There are many "firsts" in birding. Most of the time the idea of a "first" is associated with seeing a species for the first time.
In this case it is a behavioral first. I spotted this hawk soaring and circling. When observing a raptor soaring and circling an area, gradually flying higher and farther away, I do not think of a Sharp-shinned Hawk.
My field-mark checkpoints all pointed to a Sharp-shinned Hawk, but I had a hard time getting past the behaviour usually associated with other raptors.
For that reason, I got another opinion which, indeed, confirmed this bird is a "sharpie." Just about the time I think I have a species "nailed" and can identify it anywhere anytime, I see something that makes me question everything.
This is the one and only shot I took of this bird that is typical of the "sharpie's" flight pattern. It always pays to look up, way up, and be open to the unexpected.
On this blustery day with gusts over 100 k, I can only imagine what it is like at Cape Spear today. I have been there when I couldn't stand up and been there when my car rocked so much it was impossible to focus my binoculars. The reality of Cape Spear is: It is the best of places, and it is the worst of places, depending on the elements.
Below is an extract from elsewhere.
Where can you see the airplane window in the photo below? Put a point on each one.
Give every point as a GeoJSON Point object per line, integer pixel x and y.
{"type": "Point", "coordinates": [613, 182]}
Only a few days ago, I enjoyed the Cape at its best. There weren't many birds in close to shore, only these few Long-tailed Ducks. Nevertheless, it was one of those days I couldn't resist sitting on a rock and enjoying the calm, warming day.
While I sat, I watched this flock of Common Eider. Initially, they were quite far offshore. First, they sent out a scouting party to check out the situation close to shore. This is common for eider.
The tip of the flock wove their way in, just beneath where I was sitting. I eagerly scanned them for King Eiders. There were none.
As the lead group neared the rocks, they began to dive. Shortly thereafter, the larger flock worked their way in close.
I was surprised to see only one obvious immature duck among them. There was also this very gray female Common Eider. It easily stood out from the typically dark brown females.
I remained focused on the immature duck. Hoping to identify it as an King, I took numerous photos to examine the bird more closely.
The more I was able to see the detail; the more I realized it, too, was an immature male Common Eider.
However, there was no disappointment. After all, I was sitting on the most northeast point of North America enjoying the sun rays and all birds that appeared before me.
After a nice long hike out the East Coast Trail beyond Cape Spear, I darted into Blackhead on my way home. A quick look driving in yielded nothing, but as I drove out I spied a black and white ball tucked into the cove.
Time to hike again. I headed into the trail to see the lone Common Eider bobbing on the water. Without a doubt, this was the best look I have ever had of this species.
This was the first time I had ever seen an eider in this area. Wonder how he got separated. He certainly seemed well enough. The moment he spotted me, his instinct to get away kicked in very quickly.
Keeping one eye locked on me, it wasted no time swimming out into the open water.